Essa distinção, tão questionada, encontra seu fundamento no toyotismo e na teoria do foco, por ele adotada, em razão da qual a empresa central ou principal concentra suas funções naquilo que é a expressão nuclear de sua atividade, horizontalizando entre outras empresas as outras atividades, tidas por periféricas ou auxiliares, as quais, por sua vez, são principais para essas empresas horizontalizadas.

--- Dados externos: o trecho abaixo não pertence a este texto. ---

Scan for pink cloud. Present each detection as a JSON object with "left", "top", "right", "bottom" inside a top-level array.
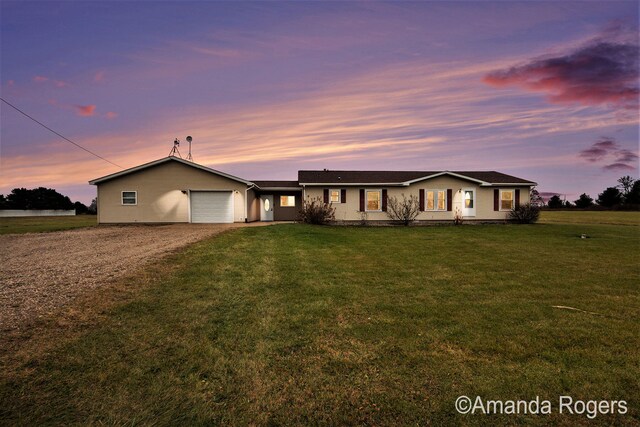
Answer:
[
  {"left": 104, "top": 111, "right": 118, "bottom": 119},
  {"left": 483, "top": 28, "right": 639, "bottom": 110},
  {"left": 7, "top": 80, "right": 15, "bottom": 87},
  {"left": 94, "top": 71, "right": 105, "bottom": 82},
  {"left": 75, "top": 105, "right": 97, "bottom": 117},
  {"left": 33, "top": 75, "right": 49, "bottom": 83},
  {"left": 54, "top": 80, "right": 69, "bottom": 88}
]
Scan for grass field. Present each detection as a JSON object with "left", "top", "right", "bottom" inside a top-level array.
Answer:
[
  {"left": 0, "top": 215, "right": 97, "bottom": 235},
  {"left": 540, "top": 210, "right": 640, "bottom": 226},
  {"left": 1, "top": 215, "right": 639, "bottom": 425}
]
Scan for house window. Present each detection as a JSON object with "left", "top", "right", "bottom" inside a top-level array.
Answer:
[
  {"left": 122, "top": 191, "right": 137, "bottom": 205},
  {"left": 425, "top": 190, "right": 446, "bottom": 211},
  {"left": 500, "top": 190, "right": 514, "bottom": 210},
  {"left": 330, "top": 189, "right": 341, "bottom": 203},
  {"left": 280, "top": 195, "right": 295, "bottom": 207},
  {"left": 464, "top": 190, "right": 474, "bottom": 208},
  {"left": 366, "top": 190, "right": 381, "bottom": 211}
]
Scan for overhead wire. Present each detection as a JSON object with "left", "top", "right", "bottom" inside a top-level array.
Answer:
[{"left": 0, "top": 97, "right": 123, "bottom": 169}]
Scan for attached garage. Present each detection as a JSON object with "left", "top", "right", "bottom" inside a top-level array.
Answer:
[{"left": 190, "top": 191, "right": 234, "bottom": 223}]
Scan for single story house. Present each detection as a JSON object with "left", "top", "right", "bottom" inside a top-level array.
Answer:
[{"left": 89, "top": 156, "right": 536, "bottom": 224}]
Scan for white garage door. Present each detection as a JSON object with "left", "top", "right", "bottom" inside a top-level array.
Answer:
[{"left": 190, "top": 191, "right": 234, "bottom": 223}]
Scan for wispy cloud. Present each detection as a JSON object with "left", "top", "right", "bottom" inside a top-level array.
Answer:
[
  {"left": 602, "top": 162, "right": 636, "bottom": 171},
  {"left": 483, "top": 23, "right": 639, "bottom": 110},
  {"left": 32, "top": 75, "right": 69, "bottom": 87},
  {"left": 104, "top": 111, "right": 118, "bottom": 119}
]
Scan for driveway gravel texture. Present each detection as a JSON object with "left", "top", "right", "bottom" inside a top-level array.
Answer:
[{"left": 0, "top": 223, "right": 261, "bottom": 332}]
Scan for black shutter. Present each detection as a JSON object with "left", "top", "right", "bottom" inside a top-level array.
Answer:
[
  {"left": 382, "top": 189, "right": 387, "bottom": 212},
  {"left": 359, "top": 189, "right": 365, "bottom": 211},
  {"left": 323, "top": 188, "right": 329, "bottom": 204},
  {"left": 447, "top": 189, "right": 453, "bottom": 211},
  {"left": 341, "top": 188, "right": 346, "bottom": 204},
  {"left": 494, "top": 189, "right": 499, "bottom": 211},
  {"left": 419, "top": 189, "right": 425, "bottom": 211},
  {"left": 515, "top": 189, "right": 520, "bottom": 208}
]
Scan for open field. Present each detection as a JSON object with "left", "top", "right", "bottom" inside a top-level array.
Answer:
[
  {"left": 539, "top": 210, "right": 640, "bottom": 226},
  {"left": 1, "top": 217, "right": 638, "bottom": 425},
  {"left": 0, "top": 215, "right": 97, "bottom": 235}
]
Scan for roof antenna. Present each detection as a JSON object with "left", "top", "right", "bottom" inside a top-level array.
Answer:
[
  {"left": 169, "top": 138, "right": 182, "bottom": 158},
  {"left": 186, "top": 135, "right": 193, "bottom": 161}
]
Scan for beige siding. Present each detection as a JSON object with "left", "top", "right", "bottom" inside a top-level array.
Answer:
[
  {"left": 246, "top": 189, "right": 260, "bottom": 222},
  {"left": 304, "top": 177, "right": 531, "bottom": 222},
  {"left": 96, "top": 161, "right": 249, "bottom": 223}
]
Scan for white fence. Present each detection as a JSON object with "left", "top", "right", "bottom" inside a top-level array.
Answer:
[{"left": 0, "top": 210, "right": 76, "bottom": 217}]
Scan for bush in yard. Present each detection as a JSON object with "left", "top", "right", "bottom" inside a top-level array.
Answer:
[
  {"left": 297, "top": 197, "right": 335, "bottom": 225},
  {"left": 386, "top": 193, "right": 420, "bottom": 225},
  {"left": 508, "top": 203, "right": 540, "bottom": 224},
  {"left": 453, "top": 207, "right": 463, "bottom": 225}
]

Com a análise e a cristalização de entendimento da Corte Superior sobre o procedimento da terceirização, houve o reconhecimento de sua validade, sob determinado parâmetro, o que conferiu não apenas visibilidade jurídica à prática administrativa, como aquietou as indagações sobre a regularidade de sua adoção e traçou uma linha demarcatória para os procedimentos legais e ilegais.8

6.2. O papel político da súmula n 331 Do tribunal superior do trabalho
6.2.1. O ativismo judicial

Importa, na abordagem do tema da judicialização da terceirização, tratar do conceito de ativismo judicial, distinguindo-o de juridicização da política. Esta corresponde à expansão do Poder Judiciário ou dos meios judiciais, especialmente quanto ao poder de revisão judiciária das ações do Legislativo e do Executivo;9 o outro é o reconhecimento do papel de destaque do Poder Judiciário na implementação dos valores da Constituição.10 Ambos têm como ponto de partida a reflexão sobre o Estado e a força da Constituição.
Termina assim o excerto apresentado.